Many of the areas redlined in Milwaukee were recently annexed by the city at the time, so they weren't desirable places to build to begin with.

“When you look at redlining and how it intentionally denied a particular body of people to really be able to take advantage of homeownership, thus build wealth and equity and take care of their families, that has to be looked at because the intentionality behind that and how it caused harm on those families because of the intentionally of redlining that's also the very definition of violence as well,” Jamaal Smith, Violence Prevention Manager at City of Milwaukee Office of Violence Prevention, said.

Smith said when it comes to violence prevention, the conversation has to go beyond gun violence, domestic violence, and child abuse.

“There were systems and structures created for the benefit of white people,” Smith said. “Now when people say white supremacy, that doesn't necessarily mean that we're looking at you as an individual, right? It's beyond just an individual person.”

Why Didn't the Civil Rights Act End the Effects of Redlining?

The Civil Rights Act of 1964, and the Fair Housing Act passed in 1968, did make housing discrimination by race illegal—so why are we still dealing with this decades later?

It's a complicated question and a complicated answer.

But part of it could be rooted in the criteria companies use to issue home loans and insurance policies.

Almost nine years ago, in 2011, Bank of America agreed to pay $335 million to settle a lawsuit claiming it discriminated against Black and Hispanic borrowers during the housing boom by charging higher fees and rates.

The justice department called it the largest fair lending settlement in history.

But it's not just about getting a loan, local building codes and zoning laws can have an impact too.

Most places now require new homes to be above a certain size. 

“What that means is you can't build a regular house,” Jackson said. “You have to build these big monstrosities of a home, right? Which means that they're going to be very expensive and they're going to be very exclusive in terms of the people that can afford to buy those homes.”

How is Redlining Still Present Today?

Earlier this year, a report from the National Association of REALTORS found Wisconsin has the third-worst black homeownership rate. At 23% it's only greater than Montana and North Dakota.
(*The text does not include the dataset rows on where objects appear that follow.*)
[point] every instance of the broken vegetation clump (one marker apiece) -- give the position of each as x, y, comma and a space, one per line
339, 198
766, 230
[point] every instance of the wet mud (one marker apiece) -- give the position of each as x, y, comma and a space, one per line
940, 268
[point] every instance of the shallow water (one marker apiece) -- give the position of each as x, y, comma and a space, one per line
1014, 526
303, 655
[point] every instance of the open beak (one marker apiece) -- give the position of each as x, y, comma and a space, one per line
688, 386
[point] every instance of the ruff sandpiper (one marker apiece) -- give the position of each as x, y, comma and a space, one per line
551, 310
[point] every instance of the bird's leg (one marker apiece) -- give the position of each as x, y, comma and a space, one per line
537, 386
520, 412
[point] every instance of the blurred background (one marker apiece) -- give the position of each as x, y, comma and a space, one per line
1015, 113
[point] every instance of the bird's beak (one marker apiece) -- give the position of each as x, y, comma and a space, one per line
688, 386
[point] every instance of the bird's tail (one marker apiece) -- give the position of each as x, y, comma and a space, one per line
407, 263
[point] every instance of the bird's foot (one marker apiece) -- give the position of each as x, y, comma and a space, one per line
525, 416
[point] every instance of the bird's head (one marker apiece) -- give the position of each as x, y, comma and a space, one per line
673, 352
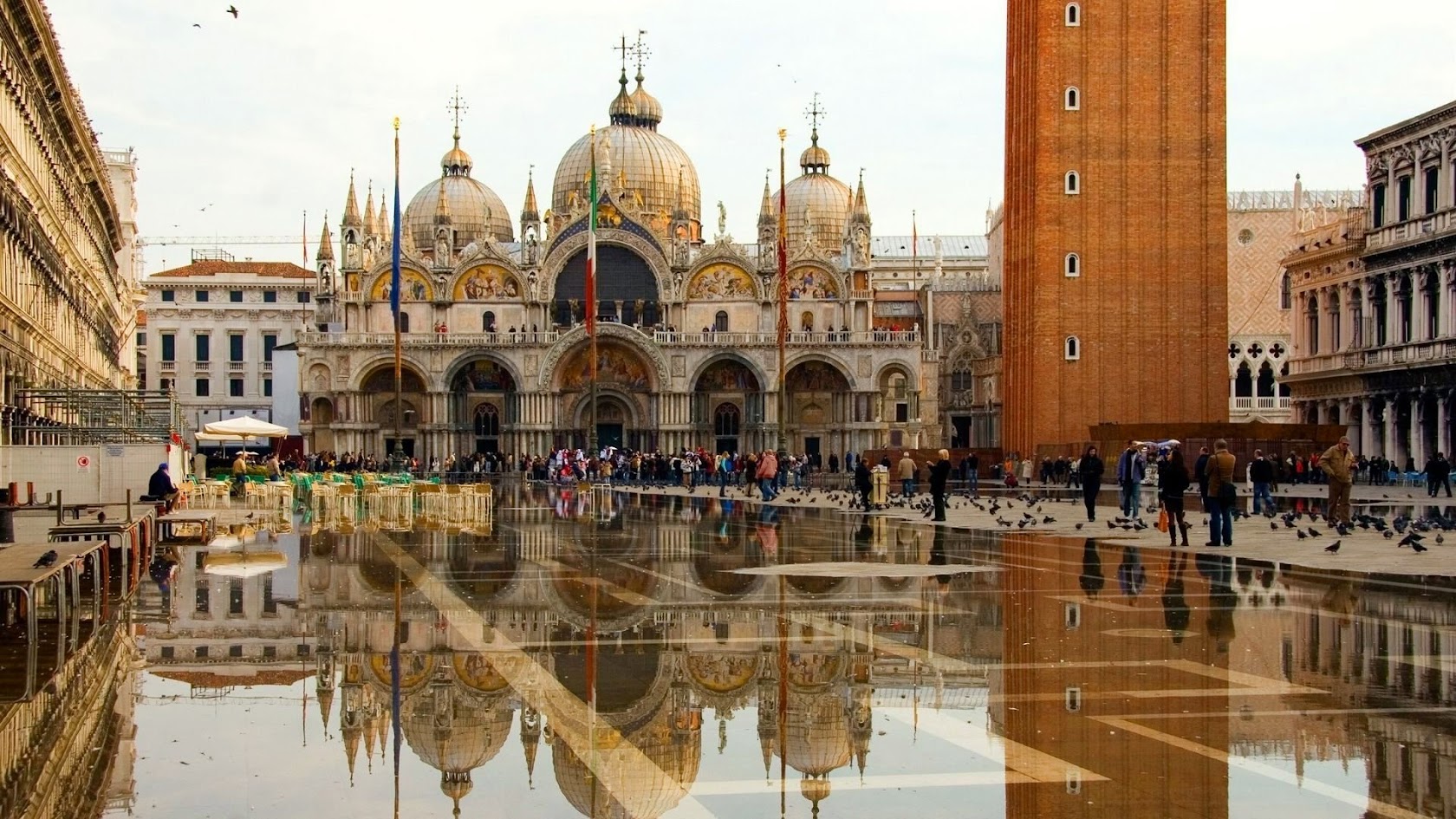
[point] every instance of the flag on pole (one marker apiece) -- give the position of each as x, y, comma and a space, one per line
591, 241
393, 261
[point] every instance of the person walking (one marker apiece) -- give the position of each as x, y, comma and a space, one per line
907, 476
939, 472
768, 472
1173, 477
1439, 474
1338, 464
1261, 474
862, 483
1091, 468
1222, 494
1130, 471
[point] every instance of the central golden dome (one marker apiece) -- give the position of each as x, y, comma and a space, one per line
642, 162
475, 210
819, 200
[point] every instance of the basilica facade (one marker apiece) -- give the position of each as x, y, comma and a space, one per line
496, 356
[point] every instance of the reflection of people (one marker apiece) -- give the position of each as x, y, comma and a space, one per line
160, 485
1091, 579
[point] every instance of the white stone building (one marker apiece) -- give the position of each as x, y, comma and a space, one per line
211, 328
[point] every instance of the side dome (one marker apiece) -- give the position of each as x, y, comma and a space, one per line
641, 162
475, 210
817, 201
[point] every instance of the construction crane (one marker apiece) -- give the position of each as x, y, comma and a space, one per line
216, 241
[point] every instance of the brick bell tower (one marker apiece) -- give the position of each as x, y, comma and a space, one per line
1115, 216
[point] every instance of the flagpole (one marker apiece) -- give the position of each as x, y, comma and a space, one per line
783, 303
396, 455
591, 299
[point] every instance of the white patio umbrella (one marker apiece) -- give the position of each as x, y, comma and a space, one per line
244, 564
246, 427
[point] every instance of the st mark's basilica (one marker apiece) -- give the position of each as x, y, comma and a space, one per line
496, 352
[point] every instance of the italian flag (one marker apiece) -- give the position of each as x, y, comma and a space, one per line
591, 244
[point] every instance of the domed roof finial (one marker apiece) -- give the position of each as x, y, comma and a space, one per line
814, 158
648, 109
456, 162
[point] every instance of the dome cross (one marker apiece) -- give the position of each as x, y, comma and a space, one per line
458, 107
814, 113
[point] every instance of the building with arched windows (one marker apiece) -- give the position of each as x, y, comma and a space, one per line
494, 348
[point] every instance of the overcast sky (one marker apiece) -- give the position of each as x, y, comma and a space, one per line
258, 120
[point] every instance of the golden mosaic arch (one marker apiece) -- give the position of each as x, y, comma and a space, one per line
811, 283
486, 283
721, 282
413, 288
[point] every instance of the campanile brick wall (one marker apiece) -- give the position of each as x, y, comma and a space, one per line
1149, 224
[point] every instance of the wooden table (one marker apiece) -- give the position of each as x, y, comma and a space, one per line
168, 525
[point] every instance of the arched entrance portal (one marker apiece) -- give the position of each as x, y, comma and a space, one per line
405, 417
623, 389
627, 289
728, 404
819, 408
482, 406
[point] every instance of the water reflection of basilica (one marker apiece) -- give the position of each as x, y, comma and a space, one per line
670, 630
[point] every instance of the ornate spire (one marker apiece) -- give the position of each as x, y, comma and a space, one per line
325, 254
861, 210
814, 158
529, 211
351, 205
370, 228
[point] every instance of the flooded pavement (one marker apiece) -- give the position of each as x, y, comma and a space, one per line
666, 656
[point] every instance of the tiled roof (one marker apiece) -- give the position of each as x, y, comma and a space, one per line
209, 679
200, 269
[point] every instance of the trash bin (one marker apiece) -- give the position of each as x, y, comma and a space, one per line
880, 487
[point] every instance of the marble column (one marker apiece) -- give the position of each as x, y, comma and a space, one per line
1443, 425
1391, 417
1417, 438
1366, 427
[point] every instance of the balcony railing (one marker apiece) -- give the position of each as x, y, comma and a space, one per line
1413, 353
1258, 402
1413, 231
836, 338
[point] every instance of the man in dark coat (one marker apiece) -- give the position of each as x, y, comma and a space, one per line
939, 472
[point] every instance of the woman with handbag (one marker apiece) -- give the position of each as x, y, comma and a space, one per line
1091, 470
1173, 478
1222, 494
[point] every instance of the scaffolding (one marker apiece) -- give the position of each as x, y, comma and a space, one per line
72, 417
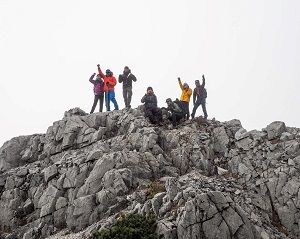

“Homeownership for Black people, right now, has been, by data, proven to be worse in 2020 than it was in 1968, right? So we have to, first, be willing to understand how many of these practices within systems and structures still play a role in the inequities and the disparities that exist,” Smith said.

Jackson thinks it's easy to see those disparities if people would just drive through some of Milwaukee's central city neighborhoods instead of avoiding them.

“They would see the boarded-up businesses,” Jackson said. “They would see block after block with no houses or very few houses on the block, buildings have been torn down, houses have been torn down. They would see this stuff. They would not be able to see it without not understanding very clearly that this is what segregation and disinvestment has done to these parts of Milwaukee.”

For the Office of Violence Prevention, a lack of investment in those parts of the city takes an even bigger toll on the people who live there.

“When communities of people are continuously denied fundamental rights to access and opportunities, what does that do to someone psychologically,” Smith asked. “What does that do to somebody spiritually? Emotionally? Mentally? And, you know, how do I begin to view myself? What is it about me that is causing people to really feel as if I don't deserve, I don't belong, I don't matter?”

A solution is anything but simple, but it often begins with more opportunities to amass generational wealth—something redlining is still impacting nearly eight decades later in Wisconsin.